Given one primitive root, how do you find all the others? For example:  if $5$ is a primitive root of $p = 23$.
Since $p$ is a prime there are $\phi(p - 1)$ primitive roots. Is this correct?  
If so, $\phi(p - 1) = \phi(22) = \phi(2) \phi(11) = 10$.  So $23$ should have $10$ primitive roots?
And, to find all the other primitive roots we need powers of $5$, say $k$, sucht that $gcd(k, p - 1) = d> 1$.  Again, please let me know If this true or not
So, the possible powers of $5$ are: $1, 2, 11, 22$.  But this only gives four other primitive roots.  So I don't think I'm on right path.
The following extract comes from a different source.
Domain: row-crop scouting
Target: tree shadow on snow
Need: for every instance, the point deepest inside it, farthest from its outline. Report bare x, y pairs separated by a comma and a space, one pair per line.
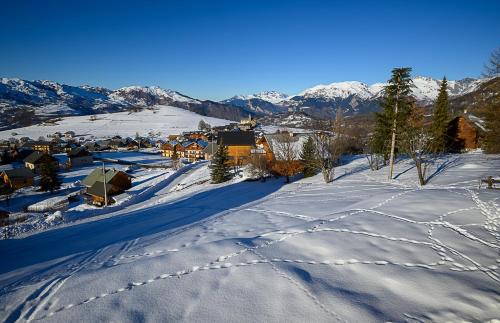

 A: If $d=ord_ma,$ we know from here $ord_m(a^n)=\frac d{(n,d)}$ where $m,d$ are positive integers  and $a,n$  are integers
If $a$ is a primitive root $\pmod m, ord_ma=\phi(m)$ 
(Remember all integers may not have a primitive root )
So, $ord_m(a^n)=\frac {\phi(m)}{(n,\phi(m))}$
So,  $a^n$ is a primitive root $\pmod m,$ if $ord_m(a^n)=\phi(m)$ which needs $(n,\phi(m))=1$
If $m$ is prime, $\phi(m)=m-1$
A: You simply need $\,k\,$ such that $$\gcd(k, p-1) = 1$$
Recall that there are $\varphi (n)$ primitive $n$-th roots of unity.  And for any prime $\,p,\;$ we know there are $\varphi(p)=p−1\;$ such roots.

For a more detailed explanation of why $g^k$ is a primitive root modulo n if $\gcd(k, \varphi(n)) = 1$, see particularly the answer by Arturo Magidin.
A: Where you are going wrong is the part where you said that $\gcd(k,p−1) = d > 1$. 
Infact, what you want is $\gcd(k,p-1) = 1$. 
After you've found the first primitive root  $= 5$ , the powers of $5$ will be the elements in $\phi(\phi(23)) = \phi(22) = \{1,3,5,7,9,13,15,17,19,21\}$. 
This will give the required 10 primitive roots. 
A: The possible powers of 5 are all the $k$'s that $gcd(k,p−1)=1$, so $k$ is in the set {$1, 3, 5, 7, 9, 13, 15, 17, 19, 21$} and $5^k$ is in the set {$5, 10, 20, 17, 11, 21, 19, 15, 7, 14$} which is exactly of length 10.